Raoni Metuktire, cacique de 94 anos, está internado na Unidade de Terapia Intensiva (UTI) do Hospital Dois Pinheiros, em Sinop, para tratar pneumonia. Ele voltou aos cuidados da instituição na quarta-feira (14), dias após receber alta de uma internação para hérnia crônica. O estado de saúde é registrado como estável pela unidade.
O líder indígena convive com comorbidades como Doença Pulmonar Obstrutiva Crônica (DPOC), cardiopatia com marcapasso e insuficiência cardíaca. No dia 7, teve a agenda cancelada e foi hospitalizado por fortes dores abdominais, resultado de uma hérnia antiga. Dois dias depois, recebeu alta, mas voltou a sentir mal-estar.
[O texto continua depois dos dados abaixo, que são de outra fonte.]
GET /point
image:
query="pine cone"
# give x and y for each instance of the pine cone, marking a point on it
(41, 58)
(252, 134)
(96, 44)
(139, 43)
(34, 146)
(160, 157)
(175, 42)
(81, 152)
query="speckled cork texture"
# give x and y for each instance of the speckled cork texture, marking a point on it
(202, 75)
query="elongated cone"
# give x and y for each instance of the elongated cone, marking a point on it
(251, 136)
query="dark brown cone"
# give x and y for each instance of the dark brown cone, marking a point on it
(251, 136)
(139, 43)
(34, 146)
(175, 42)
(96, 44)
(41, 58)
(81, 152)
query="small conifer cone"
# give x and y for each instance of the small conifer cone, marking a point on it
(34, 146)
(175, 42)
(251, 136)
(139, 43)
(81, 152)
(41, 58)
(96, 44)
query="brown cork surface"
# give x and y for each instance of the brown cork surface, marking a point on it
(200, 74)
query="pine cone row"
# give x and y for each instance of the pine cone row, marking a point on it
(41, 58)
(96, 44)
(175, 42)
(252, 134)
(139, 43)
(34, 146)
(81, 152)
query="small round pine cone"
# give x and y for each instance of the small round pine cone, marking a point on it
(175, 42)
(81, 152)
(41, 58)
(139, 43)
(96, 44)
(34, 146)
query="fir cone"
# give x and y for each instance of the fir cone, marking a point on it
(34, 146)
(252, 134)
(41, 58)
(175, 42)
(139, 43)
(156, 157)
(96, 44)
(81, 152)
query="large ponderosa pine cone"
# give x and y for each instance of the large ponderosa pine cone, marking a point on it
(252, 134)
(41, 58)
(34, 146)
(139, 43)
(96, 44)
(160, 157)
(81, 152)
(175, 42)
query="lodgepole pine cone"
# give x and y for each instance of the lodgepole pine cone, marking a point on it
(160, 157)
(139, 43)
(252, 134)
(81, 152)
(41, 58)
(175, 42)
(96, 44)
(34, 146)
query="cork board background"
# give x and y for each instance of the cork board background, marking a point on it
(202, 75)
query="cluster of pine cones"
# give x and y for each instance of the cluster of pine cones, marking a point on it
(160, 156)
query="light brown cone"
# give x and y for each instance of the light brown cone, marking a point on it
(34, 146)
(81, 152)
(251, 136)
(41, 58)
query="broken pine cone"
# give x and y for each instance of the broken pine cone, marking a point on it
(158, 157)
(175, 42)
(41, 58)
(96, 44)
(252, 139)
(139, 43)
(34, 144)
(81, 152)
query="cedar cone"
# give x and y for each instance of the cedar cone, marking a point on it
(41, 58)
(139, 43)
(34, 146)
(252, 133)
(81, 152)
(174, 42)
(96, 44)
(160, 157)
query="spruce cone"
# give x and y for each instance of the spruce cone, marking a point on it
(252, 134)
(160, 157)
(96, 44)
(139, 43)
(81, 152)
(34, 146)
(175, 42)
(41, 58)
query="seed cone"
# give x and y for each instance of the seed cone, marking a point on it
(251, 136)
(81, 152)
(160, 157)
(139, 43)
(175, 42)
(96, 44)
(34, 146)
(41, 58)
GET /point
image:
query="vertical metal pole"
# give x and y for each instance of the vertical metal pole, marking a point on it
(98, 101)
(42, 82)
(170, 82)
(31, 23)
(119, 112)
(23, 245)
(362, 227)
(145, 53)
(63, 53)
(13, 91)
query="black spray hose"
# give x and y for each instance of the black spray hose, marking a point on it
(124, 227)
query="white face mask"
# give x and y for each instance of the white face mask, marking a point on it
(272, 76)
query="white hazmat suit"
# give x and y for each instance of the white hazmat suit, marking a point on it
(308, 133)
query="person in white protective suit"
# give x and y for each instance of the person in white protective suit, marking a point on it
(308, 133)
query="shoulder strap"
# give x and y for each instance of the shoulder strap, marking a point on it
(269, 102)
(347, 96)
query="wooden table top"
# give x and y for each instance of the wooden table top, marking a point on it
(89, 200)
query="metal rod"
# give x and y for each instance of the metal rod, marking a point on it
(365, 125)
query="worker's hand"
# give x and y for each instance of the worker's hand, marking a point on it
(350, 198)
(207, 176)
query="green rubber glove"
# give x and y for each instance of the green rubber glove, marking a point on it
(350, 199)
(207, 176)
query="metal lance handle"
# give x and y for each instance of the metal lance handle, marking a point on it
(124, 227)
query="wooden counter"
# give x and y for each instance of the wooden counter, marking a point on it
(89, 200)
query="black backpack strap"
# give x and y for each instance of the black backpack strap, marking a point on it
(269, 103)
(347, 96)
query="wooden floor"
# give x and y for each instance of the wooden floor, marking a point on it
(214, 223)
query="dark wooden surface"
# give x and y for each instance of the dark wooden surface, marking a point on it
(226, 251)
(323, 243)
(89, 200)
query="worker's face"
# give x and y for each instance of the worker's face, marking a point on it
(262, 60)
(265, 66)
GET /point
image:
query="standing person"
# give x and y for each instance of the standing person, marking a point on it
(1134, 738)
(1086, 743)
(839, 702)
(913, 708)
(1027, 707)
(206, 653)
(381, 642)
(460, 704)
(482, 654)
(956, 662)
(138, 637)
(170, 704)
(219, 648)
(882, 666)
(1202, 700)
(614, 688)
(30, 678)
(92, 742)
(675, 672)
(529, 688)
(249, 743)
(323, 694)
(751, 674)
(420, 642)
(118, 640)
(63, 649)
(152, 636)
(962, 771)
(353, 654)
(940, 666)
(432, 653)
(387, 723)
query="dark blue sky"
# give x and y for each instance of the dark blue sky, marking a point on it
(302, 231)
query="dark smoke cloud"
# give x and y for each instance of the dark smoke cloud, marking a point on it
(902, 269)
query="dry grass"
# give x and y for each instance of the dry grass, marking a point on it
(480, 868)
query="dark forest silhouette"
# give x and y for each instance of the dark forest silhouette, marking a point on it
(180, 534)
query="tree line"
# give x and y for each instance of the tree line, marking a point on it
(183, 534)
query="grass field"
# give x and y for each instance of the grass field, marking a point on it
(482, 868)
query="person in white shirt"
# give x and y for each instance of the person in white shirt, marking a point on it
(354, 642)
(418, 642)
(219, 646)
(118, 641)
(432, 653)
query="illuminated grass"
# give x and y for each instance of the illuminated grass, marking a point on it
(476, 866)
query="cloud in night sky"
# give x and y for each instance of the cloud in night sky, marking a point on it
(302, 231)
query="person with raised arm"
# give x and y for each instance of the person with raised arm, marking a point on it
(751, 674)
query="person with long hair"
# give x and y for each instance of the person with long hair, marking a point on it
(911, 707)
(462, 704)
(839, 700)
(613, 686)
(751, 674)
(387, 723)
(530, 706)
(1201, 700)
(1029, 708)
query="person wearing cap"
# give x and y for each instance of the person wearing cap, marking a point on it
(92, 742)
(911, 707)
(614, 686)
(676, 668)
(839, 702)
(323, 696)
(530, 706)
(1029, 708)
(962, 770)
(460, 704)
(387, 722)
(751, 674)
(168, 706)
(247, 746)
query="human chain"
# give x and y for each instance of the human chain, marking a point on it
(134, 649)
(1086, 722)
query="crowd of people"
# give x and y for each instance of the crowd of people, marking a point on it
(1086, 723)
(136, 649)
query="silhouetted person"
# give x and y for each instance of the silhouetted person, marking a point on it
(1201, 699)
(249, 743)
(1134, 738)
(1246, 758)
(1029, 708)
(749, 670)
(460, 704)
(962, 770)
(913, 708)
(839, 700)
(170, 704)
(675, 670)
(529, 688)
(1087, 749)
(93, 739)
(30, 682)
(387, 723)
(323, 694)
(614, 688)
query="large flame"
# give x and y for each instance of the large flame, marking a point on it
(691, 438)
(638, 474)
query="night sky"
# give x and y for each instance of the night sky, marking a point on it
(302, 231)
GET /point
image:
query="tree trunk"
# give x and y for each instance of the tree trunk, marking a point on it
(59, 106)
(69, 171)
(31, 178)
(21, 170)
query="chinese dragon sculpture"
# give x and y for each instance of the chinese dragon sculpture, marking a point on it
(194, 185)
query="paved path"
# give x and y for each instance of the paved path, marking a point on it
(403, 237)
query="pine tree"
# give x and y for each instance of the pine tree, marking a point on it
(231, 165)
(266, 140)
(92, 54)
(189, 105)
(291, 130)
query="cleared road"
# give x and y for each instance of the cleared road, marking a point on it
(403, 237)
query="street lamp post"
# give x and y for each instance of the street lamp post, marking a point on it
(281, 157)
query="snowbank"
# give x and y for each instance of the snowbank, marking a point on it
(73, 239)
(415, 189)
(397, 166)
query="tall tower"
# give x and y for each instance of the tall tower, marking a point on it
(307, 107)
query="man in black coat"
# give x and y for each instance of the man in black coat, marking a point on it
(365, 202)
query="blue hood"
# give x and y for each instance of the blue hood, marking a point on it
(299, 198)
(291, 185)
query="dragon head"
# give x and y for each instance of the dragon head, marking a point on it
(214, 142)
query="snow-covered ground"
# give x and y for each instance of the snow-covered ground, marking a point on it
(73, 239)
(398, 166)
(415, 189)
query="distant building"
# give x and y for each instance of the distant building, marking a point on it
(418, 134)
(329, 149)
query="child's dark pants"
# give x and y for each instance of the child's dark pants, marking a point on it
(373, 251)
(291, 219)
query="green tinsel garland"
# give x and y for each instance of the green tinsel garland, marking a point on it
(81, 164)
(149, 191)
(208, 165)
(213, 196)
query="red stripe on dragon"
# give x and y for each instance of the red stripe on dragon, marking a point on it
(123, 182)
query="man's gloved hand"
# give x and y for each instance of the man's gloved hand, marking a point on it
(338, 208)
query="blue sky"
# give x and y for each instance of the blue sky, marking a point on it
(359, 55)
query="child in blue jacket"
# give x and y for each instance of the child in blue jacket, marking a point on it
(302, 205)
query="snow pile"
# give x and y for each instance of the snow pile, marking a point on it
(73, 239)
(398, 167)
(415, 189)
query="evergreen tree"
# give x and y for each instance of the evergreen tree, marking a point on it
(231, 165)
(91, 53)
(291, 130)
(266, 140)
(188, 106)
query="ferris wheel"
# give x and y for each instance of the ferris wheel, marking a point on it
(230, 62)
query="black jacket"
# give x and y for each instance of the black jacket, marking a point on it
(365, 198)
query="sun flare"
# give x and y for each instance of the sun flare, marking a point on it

Durante a nova internação, houve agravamento do quadro respiratório, levando à transferência para a UTI como medida preventiva, dada a idade avançada e a necessidade de monitoramento constante. A família e a comunidade aguardam novidades sobre a evolução do quadro médico.
Na semana passada, o Instituto Raoni informou a suspensão temporária da agenda do cacique por tempo indeterminado. Em nota publicada nas redes sociais, a organização pediu tranquilidade e pediu que as pessoas acolham o momento com sensibilidade para que ele possa receber os cuidados necessários e se recuperar com tranquilidade.
Raoni é uma das principais vozes da proteção da Floresta Amazônica. Ativista desde 1954, atuou contra a construção da Transamazônica durante a ditadura militar e, na redemocratização, lutou pelos direitos indígenas na Constituição de 1988. Recebeu o título de Doutor Honoris Causa pela Unemat e é Grão-Mestre da Ordem Nacional do Mérito.